L'Arrestation de Fantômas (Арест Фантомаса) - Сувестр Пьер 9 стр.


Le policier soudain, éclata de rire :

— Ma foi, Fandor, continua Juve, – mais maintenant le policier parlait à voix basse, – je crois que nous avons merveilleusement joué notre comédie. Tu entends ce ronflement de moteur ? Il y a gros à parier que c’est la voiture de Sonia et d’Ellis Marshall qui démarre. Quand j’ai dit : « Nous coucherons à Morlaix », j’ai parfaitement vu le couple tressaillir de joie. Ces imbéciles vont aller nous attendre sur la route. Ces imbéciles vont nous arracher ce fameux maroquin.

— Qu’ils ne nous enlèveront pas.

— Et pour cause.

Puis Juve, amicalement, pressa Fandor :

— Et maintenant, mon petit, allons acheter quelques vêtements de rechange, une valise et filons tout droit sur Morlaix, comme je te le disais tout à l’heure.

8 – DEUX MONSTRES

Un bruit de pas, un froissement d’herbe, quelques grognements sourds, le bruit d’une lutte rapide dans l’ombre, puis soudain la lueur blafarde d’un rayon de lune perçant la dentelure des ruines de la cathédrale gothique édifiée jadis sur la pointe Saint-Mathieu.

Deux hommes se trouvaient en présence, ils haletaient l’un et l’autre. Ils venaient de se battre.

Ces deux hommes étaient seuls dans la nuit et celle-ci se poursuivait, froide, sombre, silencieuse ; au large, la mer s’était calmée. On n’entendait plus que le bruit discret et monotone des vagues longues et nonchalantes déferlant au loin.

Les deux hommes s’examinaient sans songer à reculer ou à avancer d’un pas. Farouches, mais autant l’un d’eux paraissait lourd, vulgaire, robuste, massif, autant l’autre avait une apparence fine, distinguée, élégante et majestueuse.

Le premier de ces hommes était Jean-Marie.

Jean-Marie, soudain, s’était senti empoigné à l’épaule, il n’avait pas autrement résisté.

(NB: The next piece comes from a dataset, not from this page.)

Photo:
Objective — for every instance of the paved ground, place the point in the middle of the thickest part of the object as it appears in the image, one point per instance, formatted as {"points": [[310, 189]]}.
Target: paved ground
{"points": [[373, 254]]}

Depuis vingt-quatre heures qu’avait eu lieu le naufrage du Skobeleff, il vivait dans la crainte, redoutant à chaque instant que sa complicité avec les naufrageurs n’eût été soupçonnée, qu’on ne vînt l’arrêter.

Mais peu à peu, après la résistance machinale qu’il avait opposée à l’homme surgi de l’ombre pour se précipiter sur lui, Jean-Marie l’étudiait avec une certaine curiosité.

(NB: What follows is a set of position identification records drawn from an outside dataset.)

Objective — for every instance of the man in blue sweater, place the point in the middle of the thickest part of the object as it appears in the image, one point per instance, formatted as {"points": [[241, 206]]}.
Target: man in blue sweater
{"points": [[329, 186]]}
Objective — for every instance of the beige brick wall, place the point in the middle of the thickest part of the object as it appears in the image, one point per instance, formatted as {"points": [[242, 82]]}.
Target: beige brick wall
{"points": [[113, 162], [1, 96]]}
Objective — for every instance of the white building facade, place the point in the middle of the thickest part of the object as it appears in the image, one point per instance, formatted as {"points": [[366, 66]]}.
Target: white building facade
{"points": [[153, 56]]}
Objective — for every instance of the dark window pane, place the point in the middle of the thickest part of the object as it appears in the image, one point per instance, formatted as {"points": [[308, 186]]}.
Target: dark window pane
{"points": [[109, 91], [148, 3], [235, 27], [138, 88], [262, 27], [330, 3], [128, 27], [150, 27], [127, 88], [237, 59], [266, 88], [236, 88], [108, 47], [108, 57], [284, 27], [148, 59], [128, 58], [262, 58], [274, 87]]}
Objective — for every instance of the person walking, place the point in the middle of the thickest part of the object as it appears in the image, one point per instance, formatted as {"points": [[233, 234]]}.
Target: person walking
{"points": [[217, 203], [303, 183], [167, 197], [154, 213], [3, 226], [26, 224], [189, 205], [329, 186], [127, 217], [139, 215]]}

Il était enveloppé dans un grand manteau noir. Sur son front s’abaissait un chapeau mou noir, à grands bords souples.

— Que fais-tu par ici, Jean-Marie ?

— Vous regarde pas.

— Parle, je veux savoir.

— On m’interrogera plus tard si l’on veut, pour le moment je ne dirai rien, j’aurai bien le temps de causer au poste, fit Jean-Marie.

— Me prends-tu donc pour un gendarme ?

— Non, mais pour un flic en civil.

— Tu te trompes, Jean-Marie. Je suis mieux que cela, tu ne m’as donc pas reconnu ?

— Non.

L’homme se pencha plus près encore de l’oreille du Breton, et, lentement :

— Je suis Fantômas, dit-il.

— Ah, répondit Jean-Marie, tant mieux, ou tant pis pour vous.

— Jean-Marie, poursuivit le bandit, sais-tu qu’il me suffirait d’une seconde de volonté pour t’abattre immédiatement à mes pieds. Tu n’as pas d’arme.

Jean-Marie haussa les épaules :

— À quoi cela vous servirait ? Vous êtes donc fou ? ou alors est-ce que vous avez l’intention de tuer pour le plaisir ?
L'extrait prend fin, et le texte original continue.